This work may not be copied, distributed, displayed, published, reproduced, transmitted, modified, posted, sold, licensed, or used for commercial purposes. By downloading this file, you are agreeing to the publisher’s Terms & Conditions.

Focus on Suicide

Self-Reported Reasons for Not Receiving Mental Health Treatment in Adults With Serious Suicidal Thoughts

S. Janet Kuramoto-Crawford, PhD, MHS; Beth Han, MD, PhD, MPH; and Richard T. McKeon, PhD, MPH

Published: June 28, 2017

Article Abstract

Objective: This study examined self-reported reasons for not receiving mental health treatment among adults with past-year serious suicidal thoughts and their sociodemographic characteristics associated with these reasons.

Methods: Using the 2008-2013 National Surveys on Drug Use and Health, we examined 8,400 respondents aged 18 years or older who had past-year serious thoughts of suicide and did not receive mental health treatment that year. Logistic regression analyses were conducted to estimate the associations between sociodemographic characteristics and self-reported reasons for not receiving mental health treatment among these suicidal adults.

Results: Among adults with serious suicidal thoughts who did not receive mental health treatment in the past year, three-fourths did not feel the need for treatment. Of the one-fourth of those who felt the need for treatment, the main reason for not receiving treatment was financial (58.4%), followed by logistical reasons such as not knowing where to go (36.1%). A greater proportion of suicidal adults than nonsuicidal adults perceived more than 1 barrier to treatment (43.8% vs 34.3%). Among suicidal adults who did not receive mental health treatment that year, the odds of not feeling the need for mental health treatment were higher in men (adjusted odds ratio [AOR] = 1.68; 95% CI, 1.42-1.99), adults aged 50 years or older (AOR = 3.02; 95% CI, 2.02-4.51), racial and ethnic minorities (AORs = 1.59-2.13), publicly insured (AOR = 1.54; 95% CI, 1.14-2.07), and nonmetropolitan residents (AOR = 1.50; 95% CI, 1.20-1.88).

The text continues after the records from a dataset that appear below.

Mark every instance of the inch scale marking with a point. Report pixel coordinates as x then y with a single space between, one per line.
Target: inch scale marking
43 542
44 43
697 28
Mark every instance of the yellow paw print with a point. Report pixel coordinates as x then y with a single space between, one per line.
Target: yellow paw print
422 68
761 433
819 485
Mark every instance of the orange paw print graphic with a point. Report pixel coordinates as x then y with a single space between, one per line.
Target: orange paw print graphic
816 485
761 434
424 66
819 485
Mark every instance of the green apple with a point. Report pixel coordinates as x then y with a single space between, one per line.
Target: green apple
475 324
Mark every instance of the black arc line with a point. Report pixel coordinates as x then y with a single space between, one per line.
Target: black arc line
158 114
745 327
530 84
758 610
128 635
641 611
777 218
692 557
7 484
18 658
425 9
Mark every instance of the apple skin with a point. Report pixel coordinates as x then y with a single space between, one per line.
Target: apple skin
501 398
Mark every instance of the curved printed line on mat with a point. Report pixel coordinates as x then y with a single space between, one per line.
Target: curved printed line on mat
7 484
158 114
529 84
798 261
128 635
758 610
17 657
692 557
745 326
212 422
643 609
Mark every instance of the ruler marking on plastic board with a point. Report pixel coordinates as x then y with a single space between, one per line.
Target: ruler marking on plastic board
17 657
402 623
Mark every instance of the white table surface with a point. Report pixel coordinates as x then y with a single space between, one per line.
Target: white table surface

Conclusions: Most suicidal adults did not feel the need for mental health treatment. Of those who felt the need, multiple barriers were identified. A multifaceted approach to address these barriers is needed to promote receipt of mental health treatment among this vulnerable population.

Volume: 78

Quick Links: Patient Care

Continue Reading…

Subscribe to read the entire article


Buy this Article as a PDF

Sign-up to stay
up-to-date today!


Already registered? Sign In

In Memoriam

In Memoriam: Robert M. A. Hirschfeld, MD, 1943–2023

Robert M. A. Hirschfeld is remembered as a pioneer in the phenomenology and treatment of bipolar disorder....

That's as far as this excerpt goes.